Another defendant allegedly refused “police commands to exit a treehouse in the DeKalb Forest.” As officers attempted to remove him from the structure, he allegedly took “photos and video” of police, which he then posted to social media—an act the state claims was also “in furtherance of the conspiracy.” Three organizers of a local bail fund that has provided legal support to criminalized protesters have been accused of engaging in a dizzying array of activities for the benefit of this supposed conspiracy, including the unfathomable act of transferring “$19.42 in reimbursement[…]for harm reduction supplies which provided support for the Forest Defenders.”
These details would be almost laughable if not for the harm they’ve caused. As of the morning of the arraignment, a number of defendants hadn’t yet surrendered to the Fulton County Jail. One defendant was arrested at the Atlanta airport after he landed on Nov. 3 and posted bond after a night in jail. Another person had turned herself into the jail a week earlier, only to be told she would need to surrender again after the hearing concluded. Two defendants were brought to court directly from jail, shackled and still in their jail uniforms. Adams told other defendants the process of surrendering would be quick and painless, allowing them to turn around and immediately post their bond. This turned out not to be remotely true. Many defendants spent days in jail.

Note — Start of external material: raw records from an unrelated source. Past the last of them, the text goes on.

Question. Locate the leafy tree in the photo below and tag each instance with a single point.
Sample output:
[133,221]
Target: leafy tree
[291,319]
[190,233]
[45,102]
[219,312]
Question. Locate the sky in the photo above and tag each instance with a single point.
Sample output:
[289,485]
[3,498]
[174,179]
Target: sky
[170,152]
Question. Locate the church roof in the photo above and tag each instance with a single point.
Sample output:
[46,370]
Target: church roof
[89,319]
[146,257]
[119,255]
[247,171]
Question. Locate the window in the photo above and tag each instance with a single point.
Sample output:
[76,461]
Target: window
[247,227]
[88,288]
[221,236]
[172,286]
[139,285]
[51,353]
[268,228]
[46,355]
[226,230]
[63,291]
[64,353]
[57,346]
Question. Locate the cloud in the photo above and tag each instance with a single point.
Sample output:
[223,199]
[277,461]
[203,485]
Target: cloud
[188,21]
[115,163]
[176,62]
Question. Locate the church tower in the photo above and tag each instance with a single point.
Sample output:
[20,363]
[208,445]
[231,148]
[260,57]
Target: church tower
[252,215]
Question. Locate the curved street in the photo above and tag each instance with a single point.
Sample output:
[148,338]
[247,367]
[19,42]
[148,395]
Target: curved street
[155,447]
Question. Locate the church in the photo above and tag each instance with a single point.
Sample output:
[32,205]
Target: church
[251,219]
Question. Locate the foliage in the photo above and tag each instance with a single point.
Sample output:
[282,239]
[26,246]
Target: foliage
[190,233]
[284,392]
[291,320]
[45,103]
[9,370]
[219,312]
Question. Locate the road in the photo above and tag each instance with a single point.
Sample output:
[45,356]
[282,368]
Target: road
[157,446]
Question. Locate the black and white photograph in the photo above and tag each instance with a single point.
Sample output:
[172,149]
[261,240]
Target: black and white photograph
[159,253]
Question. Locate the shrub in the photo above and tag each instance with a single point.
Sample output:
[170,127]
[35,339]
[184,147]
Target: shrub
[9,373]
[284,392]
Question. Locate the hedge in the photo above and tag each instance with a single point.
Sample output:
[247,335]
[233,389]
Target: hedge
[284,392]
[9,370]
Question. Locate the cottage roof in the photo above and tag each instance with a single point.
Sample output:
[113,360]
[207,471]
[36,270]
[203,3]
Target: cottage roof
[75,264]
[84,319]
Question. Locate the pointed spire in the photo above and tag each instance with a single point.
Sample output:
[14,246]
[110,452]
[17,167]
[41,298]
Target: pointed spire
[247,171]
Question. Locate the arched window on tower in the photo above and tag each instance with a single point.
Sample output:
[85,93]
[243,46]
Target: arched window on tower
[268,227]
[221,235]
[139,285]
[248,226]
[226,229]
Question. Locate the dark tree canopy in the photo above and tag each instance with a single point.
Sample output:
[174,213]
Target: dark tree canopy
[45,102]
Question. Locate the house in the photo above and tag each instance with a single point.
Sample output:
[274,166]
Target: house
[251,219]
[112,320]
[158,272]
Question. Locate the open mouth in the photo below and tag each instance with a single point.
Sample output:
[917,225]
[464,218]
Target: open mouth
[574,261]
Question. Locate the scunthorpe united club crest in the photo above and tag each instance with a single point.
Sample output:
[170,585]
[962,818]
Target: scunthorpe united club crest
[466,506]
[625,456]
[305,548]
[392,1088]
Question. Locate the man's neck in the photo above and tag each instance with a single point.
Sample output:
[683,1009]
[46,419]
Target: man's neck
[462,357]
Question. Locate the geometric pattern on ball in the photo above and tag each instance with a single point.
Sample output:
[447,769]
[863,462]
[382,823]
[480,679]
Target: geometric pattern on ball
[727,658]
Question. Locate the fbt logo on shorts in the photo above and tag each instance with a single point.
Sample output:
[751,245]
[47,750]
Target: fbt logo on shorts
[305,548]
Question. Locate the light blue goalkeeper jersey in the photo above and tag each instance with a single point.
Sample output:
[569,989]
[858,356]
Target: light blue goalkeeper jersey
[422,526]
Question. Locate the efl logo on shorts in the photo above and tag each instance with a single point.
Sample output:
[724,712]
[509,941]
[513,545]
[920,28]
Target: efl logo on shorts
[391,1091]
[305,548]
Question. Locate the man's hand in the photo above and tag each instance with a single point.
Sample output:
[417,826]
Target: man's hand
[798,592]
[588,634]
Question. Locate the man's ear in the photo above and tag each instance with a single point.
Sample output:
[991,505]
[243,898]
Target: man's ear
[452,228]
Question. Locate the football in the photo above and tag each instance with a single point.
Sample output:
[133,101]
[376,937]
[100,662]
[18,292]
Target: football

The person who has been incarcerated the longest, Victor Puertas, was not in court because he remains in ICE custody in South Georgia. Puertas, an indigenous water-rights activist who had been living in Provo, Utah, says he was attending a music festival in Georgia’s Weelaunee Forest in March when protesters burned Cop City construction equipment in a separate action more than a mile away. Police proceeded to swarm the music festival and indiscriminately arrest attendees over claims that they had been involved in the property destruction. Officers tackled Puertas to the ground, tased him, and placed him in a chokehold—all of which was caught on video. Puertas spent roughly three months in the DeKalb County Jail without being indicted and, upon his release, was immediately detained by ICE. He has now been caged for over eight months in some of the most horrific detention centers in both Georgia and the nation.
The indictment guiding this case begins with a factual error in the first paragraph. The City of Atlanta owns the forest and leases it to the Atlanta Police Foundation, not vice versa, as the document alleges. This carelessness is symbolic of the prosecution as a whole. The state can make sloppy mistakes and throw spaghetti at the wall as it seeks to destroy people whose names it consistently misspells in legal documents. The powerful are never subject to their own rules. It doesn’t matter that the state’s indictment reads like it was written by ChatGPT; dozens of defendants still have to slog through months of court proceedings and jailings before any official determination of guilt. Many have already seen their lives upended by a system that allows the state to detain, torture, and even extrajudicially execute legally innocent people. And amid all of this, the state can claim, without a shred of irony, that writing “ACAB” makes you part of a criminal enterprise.